Friday, March 2, 2007

Remembering Schlesinger

I think that the best way to honor the memory of Arthur Schlesinger, Jr., who died Wednesday from a heart attack at the age of 89, is to read what he wrote. Since this can keep us busy for quite some time, in this post I would like to focus on an article that appeared in the September/October 1997 issue of Foreign Affairs with the provocative title "Has Democracy a Future?" (The essay was later included as Chapter 6 of War and the American Presidency.) What has particularly stuck with me about this essay is that, even in 1997, Schlesinger was cultivating a highly perceptive sense of the world that the Internet was making; and he felt obliged to write about this.

Let me begin with a passage that picks up on my comments yesterday about the concept of "contributing to the economy:"

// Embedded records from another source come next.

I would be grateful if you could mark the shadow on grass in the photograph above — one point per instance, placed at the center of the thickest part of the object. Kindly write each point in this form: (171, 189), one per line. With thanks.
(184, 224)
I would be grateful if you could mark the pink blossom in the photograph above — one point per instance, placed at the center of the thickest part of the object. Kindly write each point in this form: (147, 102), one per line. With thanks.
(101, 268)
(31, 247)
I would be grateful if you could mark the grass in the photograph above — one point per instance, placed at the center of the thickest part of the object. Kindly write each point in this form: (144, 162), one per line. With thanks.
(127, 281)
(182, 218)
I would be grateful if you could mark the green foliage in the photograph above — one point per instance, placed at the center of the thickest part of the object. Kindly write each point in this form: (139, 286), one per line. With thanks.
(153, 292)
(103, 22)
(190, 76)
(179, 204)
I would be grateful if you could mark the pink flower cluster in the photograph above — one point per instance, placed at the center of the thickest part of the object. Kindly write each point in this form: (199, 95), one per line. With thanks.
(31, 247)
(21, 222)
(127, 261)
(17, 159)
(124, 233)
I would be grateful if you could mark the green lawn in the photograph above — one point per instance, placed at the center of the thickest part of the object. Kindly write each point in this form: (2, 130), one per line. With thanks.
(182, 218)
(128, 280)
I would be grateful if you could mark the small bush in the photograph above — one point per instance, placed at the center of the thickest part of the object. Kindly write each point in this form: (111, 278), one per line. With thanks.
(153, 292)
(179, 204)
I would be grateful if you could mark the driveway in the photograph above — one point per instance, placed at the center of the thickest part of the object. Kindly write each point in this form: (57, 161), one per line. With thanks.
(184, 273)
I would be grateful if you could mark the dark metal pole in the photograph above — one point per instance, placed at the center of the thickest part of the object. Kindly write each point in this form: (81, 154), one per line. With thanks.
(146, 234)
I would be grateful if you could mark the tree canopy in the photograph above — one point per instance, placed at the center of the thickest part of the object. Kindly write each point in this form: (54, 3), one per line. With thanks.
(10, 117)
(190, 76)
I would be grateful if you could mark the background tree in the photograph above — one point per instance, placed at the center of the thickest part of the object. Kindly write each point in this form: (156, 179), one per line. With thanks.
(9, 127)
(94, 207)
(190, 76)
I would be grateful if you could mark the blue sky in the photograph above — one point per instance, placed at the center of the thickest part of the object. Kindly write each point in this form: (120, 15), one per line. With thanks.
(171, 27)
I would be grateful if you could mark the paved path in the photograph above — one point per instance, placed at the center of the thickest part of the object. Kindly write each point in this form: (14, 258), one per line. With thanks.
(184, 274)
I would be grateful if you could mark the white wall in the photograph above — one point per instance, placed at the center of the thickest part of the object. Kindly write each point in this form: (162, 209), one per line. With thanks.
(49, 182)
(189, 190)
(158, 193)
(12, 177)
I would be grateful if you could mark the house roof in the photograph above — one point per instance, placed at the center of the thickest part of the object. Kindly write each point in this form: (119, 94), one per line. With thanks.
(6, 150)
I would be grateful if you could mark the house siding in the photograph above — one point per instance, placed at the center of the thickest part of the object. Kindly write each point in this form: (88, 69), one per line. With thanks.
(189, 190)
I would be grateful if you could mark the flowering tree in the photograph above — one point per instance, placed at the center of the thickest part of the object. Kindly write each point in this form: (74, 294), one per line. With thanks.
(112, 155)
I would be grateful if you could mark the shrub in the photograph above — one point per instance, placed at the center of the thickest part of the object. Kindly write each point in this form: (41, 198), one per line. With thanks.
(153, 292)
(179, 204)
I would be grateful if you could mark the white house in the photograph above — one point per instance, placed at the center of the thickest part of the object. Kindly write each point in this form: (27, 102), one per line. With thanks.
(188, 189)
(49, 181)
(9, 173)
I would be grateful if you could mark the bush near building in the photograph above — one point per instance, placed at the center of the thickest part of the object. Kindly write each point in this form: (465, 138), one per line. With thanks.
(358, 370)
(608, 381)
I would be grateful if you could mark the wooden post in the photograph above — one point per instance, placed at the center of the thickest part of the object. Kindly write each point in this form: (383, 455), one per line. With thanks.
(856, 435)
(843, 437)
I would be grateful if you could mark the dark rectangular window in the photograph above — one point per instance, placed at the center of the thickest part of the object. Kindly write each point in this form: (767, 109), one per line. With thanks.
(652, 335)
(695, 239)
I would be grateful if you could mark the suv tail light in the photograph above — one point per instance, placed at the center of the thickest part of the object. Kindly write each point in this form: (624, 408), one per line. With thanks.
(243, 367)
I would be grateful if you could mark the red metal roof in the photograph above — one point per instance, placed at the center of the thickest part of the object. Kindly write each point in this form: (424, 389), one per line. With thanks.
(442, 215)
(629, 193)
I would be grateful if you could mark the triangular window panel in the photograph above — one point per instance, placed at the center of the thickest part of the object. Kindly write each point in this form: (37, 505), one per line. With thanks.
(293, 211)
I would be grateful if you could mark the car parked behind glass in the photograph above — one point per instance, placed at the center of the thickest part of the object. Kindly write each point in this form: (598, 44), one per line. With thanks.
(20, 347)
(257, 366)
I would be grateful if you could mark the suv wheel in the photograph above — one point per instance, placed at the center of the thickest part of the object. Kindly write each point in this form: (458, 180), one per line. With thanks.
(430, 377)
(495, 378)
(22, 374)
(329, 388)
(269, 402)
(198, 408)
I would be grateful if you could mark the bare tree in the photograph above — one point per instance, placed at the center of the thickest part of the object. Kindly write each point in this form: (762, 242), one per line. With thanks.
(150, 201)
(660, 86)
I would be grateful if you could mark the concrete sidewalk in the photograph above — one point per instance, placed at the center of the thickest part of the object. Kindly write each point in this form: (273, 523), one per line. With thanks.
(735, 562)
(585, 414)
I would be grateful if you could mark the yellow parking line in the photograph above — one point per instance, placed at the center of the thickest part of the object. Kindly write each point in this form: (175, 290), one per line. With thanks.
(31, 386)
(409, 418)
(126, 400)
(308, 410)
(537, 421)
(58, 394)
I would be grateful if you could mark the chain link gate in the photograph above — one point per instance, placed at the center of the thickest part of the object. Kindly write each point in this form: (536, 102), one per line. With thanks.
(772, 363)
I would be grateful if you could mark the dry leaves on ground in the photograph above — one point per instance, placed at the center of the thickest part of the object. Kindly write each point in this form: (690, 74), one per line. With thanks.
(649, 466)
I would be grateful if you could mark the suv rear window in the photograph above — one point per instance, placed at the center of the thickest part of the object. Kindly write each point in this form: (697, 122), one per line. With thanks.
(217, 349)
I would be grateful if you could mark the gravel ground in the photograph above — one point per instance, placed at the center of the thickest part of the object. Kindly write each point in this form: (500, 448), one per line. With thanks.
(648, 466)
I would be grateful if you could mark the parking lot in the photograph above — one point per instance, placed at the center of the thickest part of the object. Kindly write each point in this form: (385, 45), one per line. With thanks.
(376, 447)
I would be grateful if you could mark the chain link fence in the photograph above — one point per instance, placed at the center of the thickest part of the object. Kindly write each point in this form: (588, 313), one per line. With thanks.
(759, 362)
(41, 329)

The computerized world poses problems for democracy. Where the Industrial Revolution created more jobs than it destroyed, the Computer Revolution threatens to destroy more jobs than it creates. It also threatens to erect new and rigid class barriers, especially between the well-educated and the ill-educated. Economy inequality has already grown in the United States to the point where disparities are greater in egalitarian America than in the class-ridden societies of Europe. Felix Rohatyn [I tried to track down the source for the quotation and found that it may have been by Richard Sennett], the investment banker and rescuer of a bankrupt New York City, speaks of the "huge transfers of wealth from lower-skilled middle-class workers to the owners of capital assets and to a new technological aristocracy."

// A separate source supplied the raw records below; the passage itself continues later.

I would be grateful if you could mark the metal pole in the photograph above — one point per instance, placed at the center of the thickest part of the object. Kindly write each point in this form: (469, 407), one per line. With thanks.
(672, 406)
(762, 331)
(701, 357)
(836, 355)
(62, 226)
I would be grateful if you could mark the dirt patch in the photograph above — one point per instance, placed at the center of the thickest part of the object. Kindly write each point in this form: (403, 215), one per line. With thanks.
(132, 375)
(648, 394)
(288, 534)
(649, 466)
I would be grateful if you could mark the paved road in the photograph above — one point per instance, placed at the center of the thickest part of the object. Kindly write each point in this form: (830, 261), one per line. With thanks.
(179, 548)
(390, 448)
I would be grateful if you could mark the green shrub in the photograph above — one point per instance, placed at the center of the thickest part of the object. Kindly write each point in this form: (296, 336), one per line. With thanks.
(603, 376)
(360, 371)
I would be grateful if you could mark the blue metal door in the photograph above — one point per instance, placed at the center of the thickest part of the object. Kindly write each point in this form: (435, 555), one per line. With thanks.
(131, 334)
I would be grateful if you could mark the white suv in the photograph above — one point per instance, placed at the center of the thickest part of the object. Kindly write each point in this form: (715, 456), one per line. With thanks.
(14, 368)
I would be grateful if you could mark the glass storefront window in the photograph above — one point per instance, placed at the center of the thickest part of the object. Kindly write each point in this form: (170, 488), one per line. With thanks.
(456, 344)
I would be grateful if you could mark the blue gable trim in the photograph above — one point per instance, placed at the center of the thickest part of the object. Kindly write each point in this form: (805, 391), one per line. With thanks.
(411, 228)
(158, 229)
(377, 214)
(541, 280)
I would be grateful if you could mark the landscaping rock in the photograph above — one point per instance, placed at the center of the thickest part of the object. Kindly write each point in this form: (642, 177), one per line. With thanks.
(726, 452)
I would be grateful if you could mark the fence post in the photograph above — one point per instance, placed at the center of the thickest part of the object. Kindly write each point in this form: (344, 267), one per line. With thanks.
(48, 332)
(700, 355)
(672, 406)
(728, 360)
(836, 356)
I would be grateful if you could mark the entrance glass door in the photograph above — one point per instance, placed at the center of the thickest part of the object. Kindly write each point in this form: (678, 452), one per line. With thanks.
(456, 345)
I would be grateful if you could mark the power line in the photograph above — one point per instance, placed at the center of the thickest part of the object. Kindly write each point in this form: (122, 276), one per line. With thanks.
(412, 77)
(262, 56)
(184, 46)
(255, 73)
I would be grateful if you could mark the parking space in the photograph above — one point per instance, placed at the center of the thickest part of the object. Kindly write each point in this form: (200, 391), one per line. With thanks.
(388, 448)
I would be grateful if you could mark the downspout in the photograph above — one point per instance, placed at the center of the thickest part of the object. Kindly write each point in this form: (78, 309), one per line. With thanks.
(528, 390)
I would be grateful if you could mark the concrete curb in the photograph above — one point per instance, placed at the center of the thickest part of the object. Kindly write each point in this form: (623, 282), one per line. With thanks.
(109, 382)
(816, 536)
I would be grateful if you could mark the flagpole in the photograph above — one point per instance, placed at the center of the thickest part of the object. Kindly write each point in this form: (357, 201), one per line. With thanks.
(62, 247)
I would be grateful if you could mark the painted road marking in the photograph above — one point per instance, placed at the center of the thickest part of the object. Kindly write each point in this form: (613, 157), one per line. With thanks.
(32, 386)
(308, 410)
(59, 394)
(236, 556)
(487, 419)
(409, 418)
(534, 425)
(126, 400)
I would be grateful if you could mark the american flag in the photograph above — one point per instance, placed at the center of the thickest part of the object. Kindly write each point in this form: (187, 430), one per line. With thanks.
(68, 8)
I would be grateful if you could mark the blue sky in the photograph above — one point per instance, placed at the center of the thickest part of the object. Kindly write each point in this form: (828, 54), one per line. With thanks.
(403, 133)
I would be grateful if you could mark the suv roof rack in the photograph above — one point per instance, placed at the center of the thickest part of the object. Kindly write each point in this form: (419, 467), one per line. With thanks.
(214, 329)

Then there is a passage that reflects my own skepticism about the ability of the Internet to cultivate the "wisdom of crowds:"

Interactivity encourages instant responses, discourages second thoughts, and offers outlets for demagoguery, egomania, insult, and hate. Listen to talk radio! In too interactive a polity, a "common passion," as Madison thought, could sweep through a people and lead to emotional and ill-judged actions. Remembering the explosion of popular indignation when President Truman fired General Douglas MacArthur, one is grateful that the electronic town hall was not running the country in 1951. The Internet has done little thus far to foster the reasoned exchanges that in Madison’s words [The Federalist, Number 10] "refine and enlarge the public views."

Finally, let me include a passage that reflects on the key question of the essay, whether or not the concept of democracy has a future, in light of the world that the Internet has been making:

The Computer Revolution offers wondrous new possibilities for creative destruction [my hyperlink]. One goal of capitalist creativity is the globalized economy. One—unplanned—candidate for capitalist destruction is the nation-state, the traditional site of democracy. The computer turns the untrammeled market into a global juggernaut crashing across frontiers, enfeebling national powers of taxation and regulation, undercutting national management of interest rates and exchange rates, widening disparities of wealth both within and between nations, dragging down labor standards, degrading the environment, denying nations the shaping of their own economic destiny, accountable to no one, creating a world economy without a world polity. Cyberspace is beyond national control. No authorities exist to provide international control. Where is democracy now?

There is a school of thought that reflects on the current administration and asks whether the United States is on the cusp of a transition from republic to empire. This proposition certainly merits reflection, but the causality may not reside in the White House. The prevailing Internet culture may be a far more significant factor than any element of any country's current approach to governance.